Why this Democratic group thinks the party can run against red state bills
The States Project came out of the midterms with bragging rights. It poured $60 million to help Democrats win legislative races, mostly in swing states where the Trump campaign tried to convince Republicans to overturn the 2020 election. In most of them Michigan, Nevada, Pennsylvania it won. And when legislators got to work, blue and red states sprinted in opposite directions.
Earlier this month, the States Project tried something different, paying Data for Progress to poll 1207 likely voters on the bills moving through their new legislatures. Among the findings, shared first with Semafor Americana: By a 37-point margin, voters wanted states to prohibit discrimination against LGBTQ+ individuals in housing and other public services. Sixty-seven percent of voters wanted to write the right to a safe, legal abortion into state constitutions. Three-quarters of them wanted a guaranteed right to collective bargaining, and 84% favored paid sick leave laws.
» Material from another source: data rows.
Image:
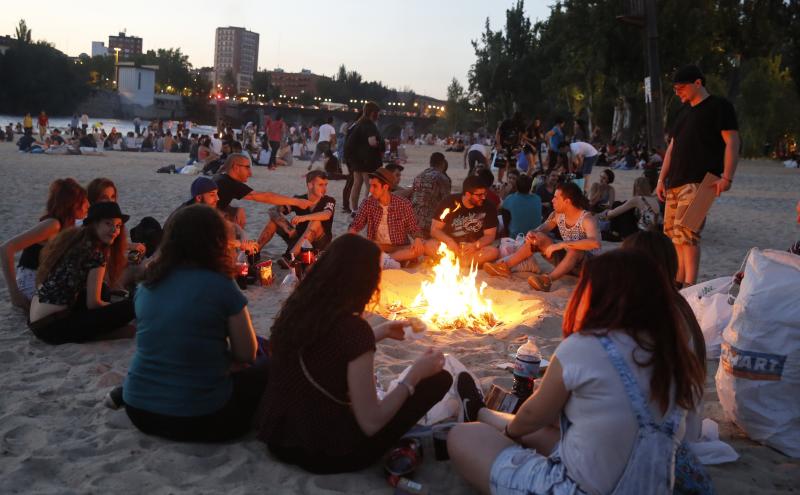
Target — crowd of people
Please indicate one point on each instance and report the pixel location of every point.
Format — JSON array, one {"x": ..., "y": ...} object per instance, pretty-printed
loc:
[{"x": 611, "y": 409}]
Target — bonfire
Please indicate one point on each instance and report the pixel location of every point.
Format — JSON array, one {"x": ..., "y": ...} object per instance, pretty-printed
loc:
[{"x": 452, "y": 299}]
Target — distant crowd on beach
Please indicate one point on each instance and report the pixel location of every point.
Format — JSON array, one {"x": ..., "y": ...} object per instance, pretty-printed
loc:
[{"x": 617, "y": 408}]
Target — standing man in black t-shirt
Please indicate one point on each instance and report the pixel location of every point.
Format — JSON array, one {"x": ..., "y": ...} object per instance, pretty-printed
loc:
[
  {"x": 363, "y": 150},
  {"x": 314, "y": 223},
  {"x": 704, "y": 139},
  {"x": 232, "y": 185},
  {"x": 466, "y": 223}
]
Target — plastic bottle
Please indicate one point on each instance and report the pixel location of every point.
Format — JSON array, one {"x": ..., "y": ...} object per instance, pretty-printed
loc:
[
  {"x": 306, "y": 259},
  {"x": 526, "y": 369},
  {"x": 289, "y": 282},
  {"x": 242, "y": 269}
]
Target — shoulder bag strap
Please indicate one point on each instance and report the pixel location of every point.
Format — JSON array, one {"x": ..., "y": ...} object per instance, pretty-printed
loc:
[{"x": 318, "y": 386}]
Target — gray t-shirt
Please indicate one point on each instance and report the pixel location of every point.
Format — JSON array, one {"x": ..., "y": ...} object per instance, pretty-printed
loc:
[{"x": 596, "y": 447}]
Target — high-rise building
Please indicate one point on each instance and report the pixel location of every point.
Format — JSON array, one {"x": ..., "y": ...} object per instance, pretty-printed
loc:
[
  {"x": 295, "y": 83},
  {"x": 99, "y": 49},
  {"x": 128, "y": 45},
  {"x": 235, "y": 50}
]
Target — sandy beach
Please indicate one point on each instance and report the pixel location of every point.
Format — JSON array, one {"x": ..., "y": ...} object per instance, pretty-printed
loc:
[{"x": 57, "y": 436}]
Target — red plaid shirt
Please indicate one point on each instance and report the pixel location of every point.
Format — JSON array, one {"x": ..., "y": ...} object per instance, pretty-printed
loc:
[{"x": 400, "y": 219}]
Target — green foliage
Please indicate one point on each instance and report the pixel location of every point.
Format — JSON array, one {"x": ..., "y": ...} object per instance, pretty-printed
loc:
[
  {"x": 770, "y": 101},
  {"x": 36, "y": 77},
  {"x": 457, "y": 114},
  {"x": 581, "y": 60},
  {"x": 22, "y": 32}
]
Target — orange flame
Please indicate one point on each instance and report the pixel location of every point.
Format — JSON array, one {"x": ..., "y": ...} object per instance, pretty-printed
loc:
[{"x": 453, "y": 300}]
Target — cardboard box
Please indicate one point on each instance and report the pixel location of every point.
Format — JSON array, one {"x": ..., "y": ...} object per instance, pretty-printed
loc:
[
  {"x": 695, "y": 214},
  {"x": 502, "y": 400}
]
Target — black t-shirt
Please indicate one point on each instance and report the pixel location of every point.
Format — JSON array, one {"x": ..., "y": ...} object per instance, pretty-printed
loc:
[
  {"x": 697, "y": 144},
  {"x": 303, "y": 418},
  {"x": 230, "y": 189},
  {"x": 326, "y": 203},
  {"x": 364, "y": 157},
  {"x": 466, "y": 224}
]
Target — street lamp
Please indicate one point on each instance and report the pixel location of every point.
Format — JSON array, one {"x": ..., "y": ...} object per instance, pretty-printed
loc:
[{"x": 116, "y": 64}]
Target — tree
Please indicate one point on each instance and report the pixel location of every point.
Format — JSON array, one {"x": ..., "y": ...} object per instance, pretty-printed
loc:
[
  {"x": 37, "y": 76},
  {"x": 582, "y": 62},
  {"x": 456, "y": 113},
  {"x": 22, "y": 32}
]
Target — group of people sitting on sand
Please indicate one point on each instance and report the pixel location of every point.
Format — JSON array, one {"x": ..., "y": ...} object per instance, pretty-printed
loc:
[{"x": 607, "y": 416}]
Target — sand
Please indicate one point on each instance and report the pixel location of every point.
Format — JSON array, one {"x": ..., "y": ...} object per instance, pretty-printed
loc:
[{"x": 57, "y": 437}]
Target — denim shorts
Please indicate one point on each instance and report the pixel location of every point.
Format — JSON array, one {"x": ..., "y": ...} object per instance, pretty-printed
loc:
[{"x": 520, "y": 471}]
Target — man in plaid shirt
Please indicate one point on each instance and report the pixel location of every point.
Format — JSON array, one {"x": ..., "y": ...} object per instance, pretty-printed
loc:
[{"x": 389, "y": 220}]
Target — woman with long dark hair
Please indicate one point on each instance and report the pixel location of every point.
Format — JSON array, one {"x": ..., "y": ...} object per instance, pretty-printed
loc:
[
  {"x": 66, "y": 202},
  {"x": 322, "y": 410},
  {"x": 68, "y": 306},
  {"x": 193, "y": 331},
  {"x": 657, "y": 245},
  {"x": 620, "y": 382}
]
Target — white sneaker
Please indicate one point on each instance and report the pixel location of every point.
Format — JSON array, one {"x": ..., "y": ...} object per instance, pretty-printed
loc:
[{"x": 387, "y": 262}]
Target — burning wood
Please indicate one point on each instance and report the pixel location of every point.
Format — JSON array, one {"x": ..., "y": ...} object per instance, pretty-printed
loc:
[{"x": 451, "y": 300}]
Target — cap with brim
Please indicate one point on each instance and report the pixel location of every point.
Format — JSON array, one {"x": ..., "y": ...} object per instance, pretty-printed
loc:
[
  {"x": 105, "y": 210},
  {"x": 202, "y": 185},
  {"x": 384, "y": 175},
  {"x": 687, "y": 75}
]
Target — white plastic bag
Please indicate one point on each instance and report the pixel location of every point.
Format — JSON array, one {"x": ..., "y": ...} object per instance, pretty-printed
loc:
[
  {"x": 449, "y": 408},
  {"x": 709, "y": 301},
  {"x": 758, "y": 380}
]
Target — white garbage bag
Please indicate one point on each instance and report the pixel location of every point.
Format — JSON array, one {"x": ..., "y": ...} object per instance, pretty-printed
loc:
[
  {"x": 709, "y": 301},
  {"x": 449, "y": 408},
  {"x": 758, "y": 380}
]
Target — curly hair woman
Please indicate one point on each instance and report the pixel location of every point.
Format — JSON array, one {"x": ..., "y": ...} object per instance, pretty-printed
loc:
[
  {"x": 66, "y": 202},
  {"x": 67, "y": 306},
  {"x": 322, "y": 412}
]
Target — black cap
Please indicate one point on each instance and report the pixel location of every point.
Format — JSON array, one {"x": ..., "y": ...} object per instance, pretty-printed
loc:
[
  {"x": 106, "y": 209},
  {"x": 688, "y": 74}
]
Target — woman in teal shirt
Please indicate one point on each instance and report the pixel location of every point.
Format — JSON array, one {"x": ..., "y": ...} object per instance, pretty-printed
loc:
[{"x": 193, "y": 331}]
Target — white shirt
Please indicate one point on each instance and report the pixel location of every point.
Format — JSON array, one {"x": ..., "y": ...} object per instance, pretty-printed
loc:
[
  {"x": 595, "y": 449},
  {"x": 382, "y": 235},
  {"x": 263, "y": 156},
  {"x": 216, "y": 145},
  {"x": 325, "y": 133},
  {"x": 580, "y": 148}
]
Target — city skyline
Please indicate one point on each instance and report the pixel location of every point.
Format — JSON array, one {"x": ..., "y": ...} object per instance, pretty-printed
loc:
[{"x": 415, "y": 45}]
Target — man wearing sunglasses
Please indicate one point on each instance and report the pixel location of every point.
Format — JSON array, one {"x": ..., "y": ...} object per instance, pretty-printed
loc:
[
  {"x": 703, "y": 139},
  {"x": 466, "y": 223},
  {"x": 232, "y": 185}
]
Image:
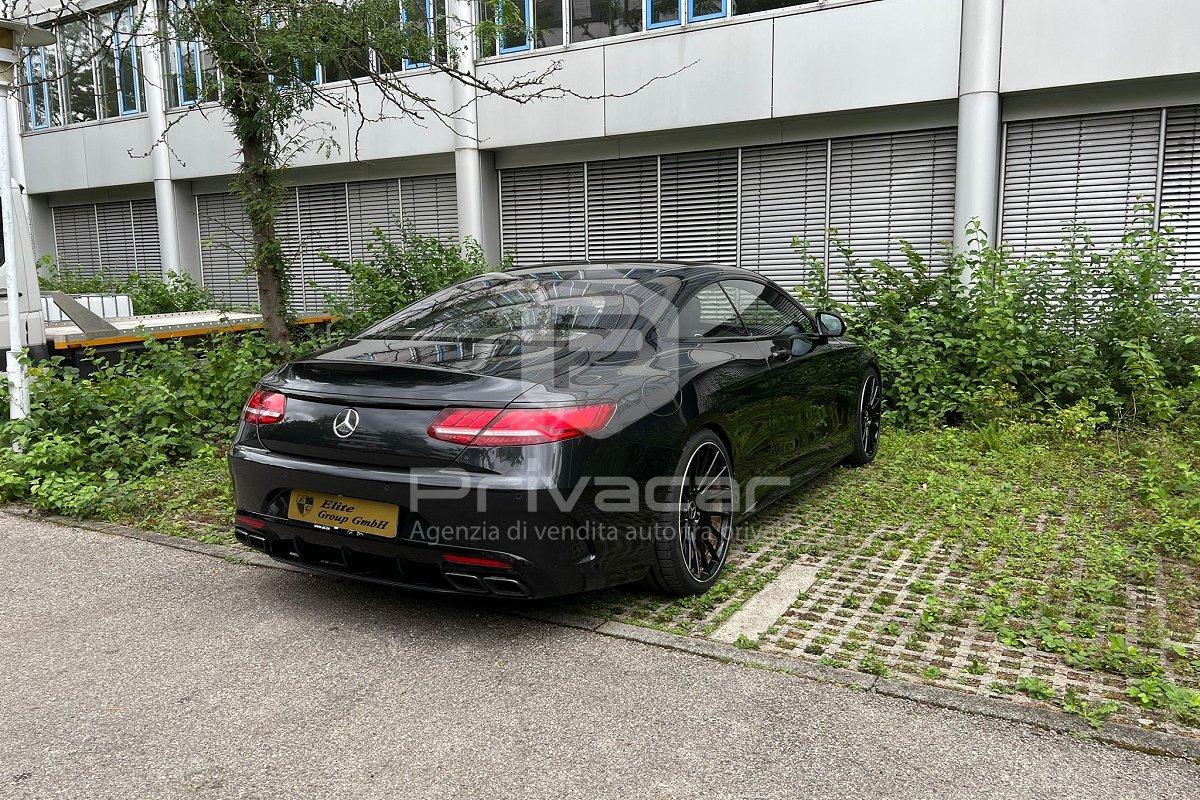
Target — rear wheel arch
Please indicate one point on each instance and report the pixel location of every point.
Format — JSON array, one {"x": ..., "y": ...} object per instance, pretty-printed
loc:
[{"x": 720, "y": 433}]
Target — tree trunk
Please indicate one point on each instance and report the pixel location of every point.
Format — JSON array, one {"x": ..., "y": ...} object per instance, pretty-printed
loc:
[{"x": 262, "y": 192}]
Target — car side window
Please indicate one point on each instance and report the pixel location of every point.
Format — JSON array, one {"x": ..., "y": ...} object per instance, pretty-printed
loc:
[
  {"x": 765, "y": 310},
  {"x": 708, "y": 316}
]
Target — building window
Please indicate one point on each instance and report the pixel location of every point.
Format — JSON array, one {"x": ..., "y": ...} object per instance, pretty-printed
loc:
[
  {"x": 354, "y": 64},
  {"x": 118, "y": 70},
  {"x": 514, "y": 18},
  {"x": 547, "y": 23},
  {"x": 592, "y": 19},
  {"x": 41, "y": 89},
  {"x": 702, "y": 10},
  {"x": 753, "y": 6},
  {"x": 78, "y": 73},
  {"x": 192, "y": 73},
  {"x": 125, "y": 54},
  {"x": 430, "y": 14},
  {"x": 663, "y": 13}
]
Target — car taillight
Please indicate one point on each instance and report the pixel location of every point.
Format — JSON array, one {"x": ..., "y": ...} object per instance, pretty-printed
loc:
[
  {"x": 264, "y": 407},
  {"x": 489, "y": 427}
]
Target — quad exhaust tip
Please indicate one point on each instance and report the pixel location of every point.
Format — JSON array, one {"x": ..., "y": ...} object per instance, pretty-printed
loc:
[{"x": 489, "y": 584}]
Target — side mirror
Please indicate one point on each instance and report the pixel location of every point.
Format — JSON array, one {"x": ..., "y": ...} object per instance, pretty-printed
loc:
[{"x": 829, "y": 323}]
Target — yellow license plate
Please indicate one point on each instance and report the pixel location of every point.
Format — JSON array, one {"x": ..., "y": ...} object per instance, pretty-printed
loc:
[{"x": 348, "y": 513}]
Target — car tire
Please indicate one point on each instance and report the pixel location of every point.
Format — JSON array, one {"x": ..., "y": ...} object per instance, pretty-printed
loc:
[
  {"x": 691, "y": 543},
  {"x": 868, "y": 420}
]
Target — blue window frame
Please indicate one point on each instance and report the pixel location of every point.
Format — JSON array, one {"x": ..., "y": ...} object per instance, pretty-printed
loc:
[
  {"x": 189, "y": 65},
  {"x": 39, "y": 112},
  {"x": 523, "y": 38},
  {"x": 664, "y": 13},
  {"x": 701, "y": 10},
  {"x": 429, "y": 26},
  {"x": 187, "y": 62},
  {"x": 125, "y": 56}
]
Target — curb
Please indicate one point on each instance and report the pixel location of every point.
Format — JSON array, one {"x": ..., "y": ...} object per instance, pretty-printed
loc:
[{"x": 1155, "y": 743}]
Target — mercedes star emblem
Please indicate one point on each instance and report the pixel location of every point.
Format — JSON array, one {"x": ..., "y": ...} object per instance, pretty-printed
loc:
[{"x": 346, "y": 422}]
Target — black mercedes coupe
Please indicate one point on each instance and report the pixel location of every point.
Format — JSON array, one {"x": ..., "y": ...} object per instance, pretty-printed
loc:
[{"x": 552, "y": 429}]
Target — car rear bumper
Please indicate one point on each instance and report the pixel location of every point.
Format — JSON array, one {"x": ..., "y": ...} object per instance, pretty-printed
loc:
[{"x": 515, "y": 519}]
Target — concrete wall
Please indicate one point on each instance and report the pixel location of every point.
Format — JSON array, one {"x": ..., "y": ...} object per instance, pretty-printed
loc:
[
  {"x": 808, "y": 61},
  {"x": 1054, "y": 43},
  {"x": 790, "y": 64}
]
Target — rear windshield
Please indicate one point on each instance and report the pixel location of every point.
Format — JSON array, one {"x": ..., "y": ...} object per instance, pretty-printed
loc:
[{"x": 533, "y": 310}]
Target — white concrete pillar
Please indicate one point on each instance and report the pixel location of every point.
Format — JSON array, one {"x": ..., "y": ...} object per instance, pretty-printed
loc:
[
  {"x": 977, "y": 182},
  {"x": 474, "y": 168},
  {"x": 160, "y": 157}
]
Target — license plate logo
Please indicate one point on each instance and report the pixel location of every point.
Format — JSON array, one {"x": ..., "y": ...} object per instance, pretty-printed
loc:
[{"x": 367, "y": 517}]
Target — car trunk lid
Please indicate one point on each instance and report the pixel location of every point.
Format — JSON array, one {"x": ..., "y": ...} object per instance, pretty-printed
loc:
[{"x": 390, "y": 409}]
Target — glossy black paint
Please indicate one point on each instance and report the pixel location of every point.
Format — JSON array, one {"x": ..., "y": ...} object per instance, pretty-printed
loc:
[{"x": 784, "y": 404}]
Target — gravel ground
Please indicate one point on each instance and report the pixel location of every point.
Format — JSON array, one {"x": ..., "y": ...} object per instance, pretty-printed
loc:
[{"x": 130, "y": 669}]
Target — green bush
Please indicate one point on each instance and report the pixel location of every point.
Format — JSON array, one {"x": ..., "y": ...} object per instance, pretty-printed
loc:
[
  {"x": 150, "y": 294},
  {"x": 88, "y": 435},
  {"x": 94, "y": 441},
  {"x": 1079, "y": 335},
  {"x": 397, "y": 272}
]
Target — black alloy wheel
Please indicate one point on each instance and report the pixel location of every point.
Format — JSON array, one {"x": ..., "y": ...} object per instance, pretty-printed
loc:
[{"x": 690, "y": 557}]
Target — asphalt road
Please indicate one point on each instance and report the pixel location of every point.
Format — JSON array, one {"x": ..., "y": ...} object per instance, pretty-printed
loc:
[{"x": 129, "y": 669}]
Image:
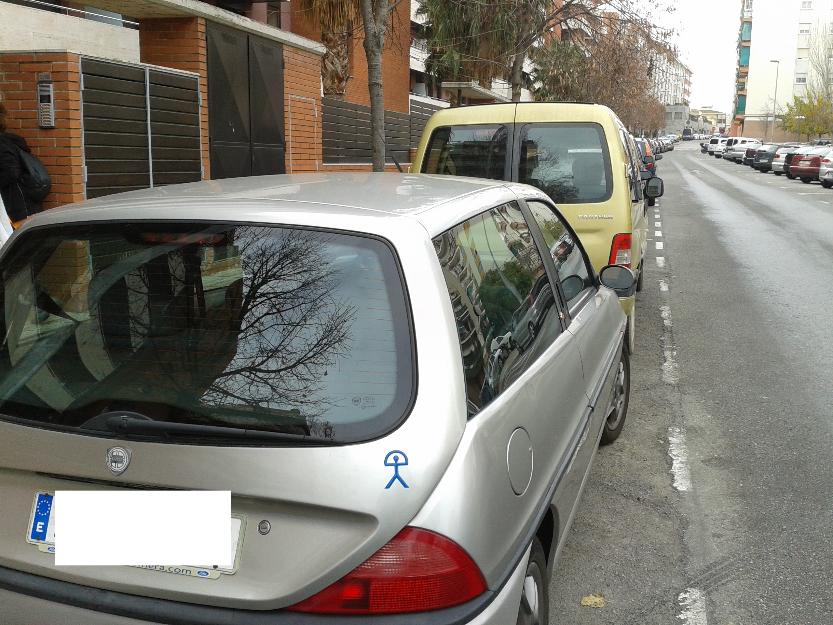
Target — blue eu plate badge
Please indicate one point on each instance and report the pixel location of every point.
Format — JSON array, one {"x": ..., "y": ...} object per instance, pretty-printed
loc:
[{"x": 41, "y": 530}]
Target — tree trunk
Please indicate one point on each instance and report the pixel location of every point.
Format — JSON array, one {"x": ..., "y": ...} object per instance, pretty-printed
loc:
[
  {"x": 517, "y": 76},
  {"x": 374, "y": 18}
]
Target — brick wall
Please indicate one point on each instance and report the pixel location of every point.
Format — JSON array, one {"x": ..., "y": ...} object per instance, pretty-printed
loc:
[
  {"x": 59, "y": 148},
  {"x": 179, "y": 43},
  {"x": 302, "y": 108}
]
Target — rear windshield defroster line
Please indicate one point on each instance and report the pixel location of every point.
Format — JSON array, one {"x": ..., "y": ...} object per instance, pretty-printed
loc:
[{"x": 272, "y": 329}]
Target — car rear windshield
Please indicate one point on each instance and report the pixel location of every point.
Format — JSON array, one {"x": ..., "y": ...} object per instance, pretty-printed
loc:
[
  {"x": 269, "y": 329},
  {"x": 477, "y": 150},
  {"x": 567, "y": 161}
]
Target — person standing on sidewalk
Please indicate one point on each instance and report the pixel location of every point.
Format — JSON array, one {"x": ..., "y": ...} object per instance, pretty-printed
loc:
[{"x": 18, "y": 205}]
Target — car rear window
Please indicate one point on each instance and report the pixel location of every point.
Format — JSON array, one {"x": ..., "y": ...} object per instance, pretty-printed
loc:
[
  {"x": 269, "y": 329},
  {"x": 567, "y": 161},
  {"x": 477, "y": 150}
]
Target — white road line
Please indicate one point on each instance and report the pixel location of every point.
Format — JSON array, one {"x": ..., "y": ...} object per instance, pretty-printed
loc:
[
  {"x": 692, "y": 604},
  {"x": 678, "y": 452}
]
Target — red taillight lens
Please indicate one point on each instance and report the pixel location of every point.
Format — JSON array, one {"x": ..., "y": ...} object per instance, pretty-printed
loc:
[
  {"x": 620, "y": 251},
  {"x": 416, "y": 571}
]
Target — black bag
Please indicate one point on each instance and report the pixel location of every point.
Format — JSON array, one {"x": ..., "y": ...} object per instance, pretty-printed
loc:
[{"x": 34, "y": 180}]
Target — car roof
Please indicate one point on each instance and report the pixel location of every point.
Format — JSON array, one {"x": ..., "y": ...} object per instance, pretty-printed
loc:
[{"x": 321, "y": 200}]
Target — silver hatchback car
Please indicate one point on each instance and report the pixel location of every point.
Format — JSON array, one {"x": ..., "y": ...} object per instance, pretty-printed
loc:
[{"x": 401, "y": 379}]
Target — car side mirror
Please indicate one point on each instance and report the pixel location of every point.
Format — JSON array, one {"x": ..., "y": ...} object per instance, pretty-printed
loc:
[
  {"x": 654, "y": 188},
  {"x": 619, "y": 279}
]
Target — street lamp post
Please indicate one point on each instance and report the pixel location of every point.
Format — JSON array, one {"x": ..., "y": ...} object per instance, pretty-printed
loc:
[{"x": 775, "y": 99}]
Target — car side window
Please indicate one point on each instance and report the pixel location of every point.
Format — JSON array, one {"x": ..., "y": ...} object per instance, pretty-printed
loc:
[
  {"x": 504, "y": 304},
  {"x": 574, "y": 271}
]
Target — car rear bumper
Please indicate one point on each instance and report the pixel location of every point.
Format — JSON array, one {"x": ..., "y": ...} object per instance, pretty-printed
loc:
[{"x": 89, "y": 606}]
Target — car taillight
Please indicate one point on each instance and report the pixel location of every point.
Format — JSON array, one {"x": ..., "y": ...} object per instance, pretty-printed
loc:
[
  {"x": 416, "y": 571},
  {"x": 620, "y": 251}
]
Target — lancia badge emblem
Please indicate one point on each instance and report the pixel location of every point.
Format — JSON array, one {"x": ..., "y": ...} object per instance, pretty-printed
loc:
[{"x": 117, "y": 460}]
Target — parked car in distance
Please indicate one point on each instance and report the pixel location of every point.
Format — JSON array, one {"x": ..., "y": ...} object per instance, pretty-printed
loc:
[
  {"x": 736, "y": 152},
  {"x": 192, "y": 346},
  {"x": 580, "y": 155},
  {"x": 826, "y": 170},
  {"x": 806, "y": 166},
  {"x": 763, "y": 156},
  {"x": 779, "y": 158},
  {"x": 795, "y": 155}
]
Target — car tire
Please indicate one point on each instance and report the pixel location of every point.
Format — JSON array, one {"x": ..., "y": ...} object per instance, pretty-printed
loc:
[
  {"x": 534, "y": 608},
  {"x": 615, "y": 420}
]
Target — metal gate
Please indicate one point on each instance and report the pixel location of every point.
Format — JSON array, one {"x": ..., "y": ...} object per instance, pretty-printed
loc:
[
  {"x": 245, "y": 100},
  {"x": 141, "y": 127}
]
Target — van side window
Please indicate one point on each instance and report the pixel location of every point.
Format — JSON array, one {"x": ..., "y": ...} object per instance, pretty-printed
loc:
[
  {"x": 503, "y": 301},
  {"x": 573, "y": 270},
  {"x": 567, "y": 161},
  {"x": 478, "y": 151}
]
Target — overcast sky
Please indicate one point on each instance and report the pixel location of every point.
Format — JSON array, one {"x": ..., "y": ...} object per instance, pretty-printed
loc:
[{"x": 707, "y": 35}]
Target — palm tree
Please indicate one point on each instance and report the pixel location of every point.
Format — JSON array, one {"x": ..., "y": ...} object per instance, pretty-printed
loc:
[{"x": 336, "y": 19}]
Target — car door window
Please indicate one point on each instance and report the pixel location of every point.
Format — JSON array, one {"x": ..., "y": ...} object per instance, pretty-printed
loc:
[
  {"x": 567, "y": 161},
  {"x": 504, "y": 304},
  {"x": 574, "y": 271},
  {"x": 477, "y": 150}
]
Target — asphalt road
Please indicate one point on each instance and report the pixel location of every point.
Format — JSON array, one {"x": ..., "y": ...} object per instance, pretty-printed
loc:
[{"x": 715, "y": 507}]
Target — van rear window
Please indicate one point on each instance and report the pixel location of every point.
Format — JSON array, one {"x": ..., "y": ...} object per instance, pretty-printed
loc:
[
  {"x": 567, "y": 161},
  {"x": 273, "y": 330},
  {"x": 477, "y": 151}
]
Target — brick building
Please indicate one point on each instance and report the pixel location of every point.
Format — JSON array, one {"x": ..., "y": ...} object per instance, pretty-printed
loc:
[{"x": 154, "y": 92}]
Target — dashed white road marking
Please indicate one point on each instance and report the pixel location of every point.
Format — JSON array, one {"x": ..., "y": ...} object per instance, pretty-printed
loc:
[
  {"x": 678, "y": 452},
  {"x": 692, "y": 604}
]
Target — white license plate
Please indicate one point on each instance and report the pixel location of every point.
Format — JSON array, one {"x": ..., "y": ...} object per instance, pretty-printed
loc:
[{"x": 41, "y": 533}]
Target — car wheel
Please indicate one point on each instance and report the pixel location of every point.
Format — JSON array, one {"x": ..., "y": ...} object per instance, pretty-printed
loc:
[
  {"x": 615, "y": 421},
  {"x": 535, "y": 595}
]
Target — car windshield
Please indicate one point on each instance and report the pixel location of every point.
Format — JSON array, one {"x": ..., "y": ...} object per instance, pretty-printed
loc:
[{"x": 242, "y": 326}]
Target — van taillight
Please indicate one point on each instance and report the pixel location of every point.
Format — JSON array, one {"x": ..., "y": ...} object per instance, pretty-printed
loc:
[
  {"x": 620, "y": 251},
  {"x": 416, "y": 571}
]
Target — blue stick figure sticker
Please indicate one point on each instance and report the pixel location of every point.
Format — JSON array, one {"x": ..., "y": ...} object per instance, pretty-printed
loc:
[{"x": 396, "y": 459}]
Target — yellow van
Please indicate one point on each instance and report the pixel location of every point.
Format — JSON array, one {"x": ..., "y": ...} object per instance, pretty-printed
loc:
[{"x": 581, "y": 155}]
Just 31% favored the right to carry a concealed gun in public without a permit, 35% wanted to restrict discussions and staff training about race and racism in K-12 schools, and 31% wanted to ban financial managers from considering environmental and social risks a description of ESG investing standards, which Republicans oppose. Just 37% of voters favored school library bans on books that mention or discuss sexual orientation or gender identity, and less than half as many (16%) favored a similar ban on books about racism and slavery.